Cannabis company Tilray is finding that there's nothing mellow about the stock market.
Shares of Tilray closed down more than 30 percent on Friday, capping a wild week that's sent the Canadian company's shares into a spin. Even with the decline, the company has a market value of $12 billion, making it more valuable than Macy's or Harley-Davidson.
Although cannabis companies have potential for investors, Tilray's "trading is a complete aberration," said Andrew Left of Citron Research, which is shorting shares of Tilray. In a Wednesday tweet, the company pointed out such wild swings can occur with "low float" stocks, or companies with a small number of available shares for trading.
"I have no doubt that in two years my kids will walk into a bar and get a cannabis drink, and not a vodka like their old man," Left said. "But I also know there are a lot of people who have don't have a viable business model who are overstating their potential to the public."
Citron is considering launching a fund, tentatively dubbed Citron Green, within the next few weeks, that will bet both against and on cannabis-related stocks, Left said. He predicts that a slew of pot-related companies will sell shares to the public in the years to come, fueling more interest in the industry.
"We're going to see a fair number of U.S. companies being listed on U.S. markets for U.S. investors, and that could lead to a whole other mania," he said.
The short circuit in Tilray shares comes after wild trading earlier this week. On Thursday, the stock surged in early trading before sliding more than 20 percent by midday, lopping roughly $4 billion off its market value in a matter of hours.
Despite the decline in its stock, since going public on Nasdaq in July the company's shares have soared nearly 450 percent. That has prompted comparisons with speculators' interest in bitcoin and other cryptocurrencies.
So what's lighting up investors about Tilray?
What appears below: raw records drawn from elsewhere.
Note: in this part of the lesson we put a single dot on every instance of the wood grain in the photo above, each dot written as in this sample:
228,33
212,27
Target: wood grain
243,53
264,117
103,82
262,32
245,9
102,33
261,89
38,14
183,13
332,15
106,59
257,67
Some of the fascination was fueled by news that a private equity fund backed by PayPal co-founder Peter Thiel holds 76 percent of its equity. Others are interested in the growing market for medical and recreational marijuana, as well as many other cannabis-based products. Coca-Cola, for instance, is reportedly eyeing beverages infused with CBD, the ingredient in marijuana that treats pain but doesn't get people high.
Still, Tilray has yet to turn a profit. Through March 2018, the company has lost more than $45 million, according to a regulatory filing. The company operates in countries where cannabis is legal, such as Canada and Germany, and sells through brands such as Goodship, an edibles company that makes CBD-infused cookies.